Parental Gatekeepers

“Politicians are always looking for something to get the masses riled up about,” Michael Goodman, a Yankee Group analyst, told the E-Commerce Times. “And violence in video games is an easy target. Whether the actual violence exists or not, it becomes a ‘let’s protect the kids’ [issue], which in principal is a great thing to do. But there are right ways and wrong ways to go about it.”

“There’s this little thing called ‘The Constitution’ and freedom of speech they just keep trodding upon. The reality of it is, no law can protect your child. A parent has to protect their child. It means you have to be aware of what they’re doing, and it means you have to be an involved parent. If you’re an involved parent, then you don’t need laws, because you have the ability to put your foot down and say, ‘Yes you can’ or ‘No you can’t do that,'” he continued.

A parent is involved in the purchase of a video game nearly nine out of every 10 times, said Eliot Mizrachi, a spokesperson for the Entertainment Software Rating Board, who cited recent research from the Federal Trade Commission.

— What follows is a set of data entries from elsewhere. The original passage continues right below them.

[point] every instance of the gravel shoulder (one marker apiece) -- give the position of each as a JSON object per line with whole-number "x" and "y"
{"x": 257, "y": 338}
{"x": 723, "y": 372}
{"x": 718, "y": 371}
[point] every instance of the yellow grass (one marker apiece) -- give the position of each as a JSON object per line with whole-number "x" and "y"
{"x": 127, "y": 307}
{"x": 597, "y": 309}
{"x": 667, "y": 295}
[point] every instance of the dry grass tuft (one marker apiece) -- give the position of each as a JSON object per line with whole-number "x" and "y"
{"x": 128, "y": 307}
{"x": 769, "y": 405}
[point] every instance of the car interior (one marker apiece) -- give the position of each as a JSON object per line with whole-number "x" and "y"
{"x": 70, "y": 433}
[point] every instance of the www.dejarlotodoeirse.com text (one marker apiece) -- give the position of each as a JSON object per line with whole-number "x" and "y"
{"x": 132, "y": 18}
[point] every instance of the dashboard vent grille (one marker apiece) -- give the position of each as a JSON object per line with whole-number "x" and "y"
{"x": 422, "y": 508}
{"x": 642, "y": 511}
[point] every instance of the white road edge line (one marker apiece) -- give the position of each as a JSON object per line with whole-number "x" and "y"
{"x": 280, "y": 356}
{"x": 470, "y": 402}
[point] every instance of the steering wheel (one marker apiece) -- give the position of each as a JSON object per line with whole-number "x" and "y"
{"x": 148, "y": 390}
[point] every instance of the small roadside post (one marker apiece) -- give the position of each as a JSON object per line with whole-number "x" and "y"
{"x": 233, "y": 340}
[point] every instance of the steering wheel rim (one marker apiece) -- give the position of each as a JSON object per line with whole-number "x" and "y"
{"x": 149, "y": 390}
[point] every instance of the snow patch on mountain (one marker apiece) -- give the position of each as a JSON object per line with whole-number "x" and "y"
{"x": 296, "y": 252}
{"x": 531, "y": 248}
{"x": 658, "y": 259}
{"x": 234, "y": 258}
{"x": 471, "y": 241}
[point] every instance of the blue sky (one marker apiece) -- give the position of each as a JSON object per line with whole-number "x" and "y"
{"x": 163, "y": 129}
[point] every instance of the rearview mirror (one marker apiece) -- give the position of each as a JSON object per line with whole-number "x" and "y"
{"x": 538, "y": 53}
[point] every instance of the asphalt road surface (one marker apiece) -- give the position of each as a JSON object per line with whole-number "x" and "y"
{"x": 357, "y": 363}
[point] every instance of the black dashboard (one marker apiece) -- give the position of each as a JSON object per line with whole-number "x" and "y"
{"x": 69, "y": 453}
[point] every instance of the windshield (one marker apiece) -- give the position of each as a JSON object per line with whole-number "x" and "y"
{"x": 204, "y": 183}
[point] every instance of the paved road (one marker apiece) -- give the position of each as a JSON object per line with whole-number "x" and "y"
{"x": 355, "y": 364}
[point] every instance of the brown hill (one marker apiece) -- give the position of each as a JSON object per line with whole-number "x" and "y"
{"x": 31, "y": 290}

“They are the gatekeepers when it comes to which games come into the home,” he told the E-Commerce Times. “So it stands to reason that the best way to make sure kids are playing age-appropriate games is to educate parents about the tools and resources at their disposal, such as ESRB (Entertainment Software Rating Board) ratings, so they are prepared to make informed choices when deciding which games to allow their children to play,” he said.

“Parental controls are another great tool that parents can use, and they’re available on all the new game consoles. Between ESRB ratings, parental controls and the many resources available online, it’s easier than ever before for parents to manage the video games their children play,” he added.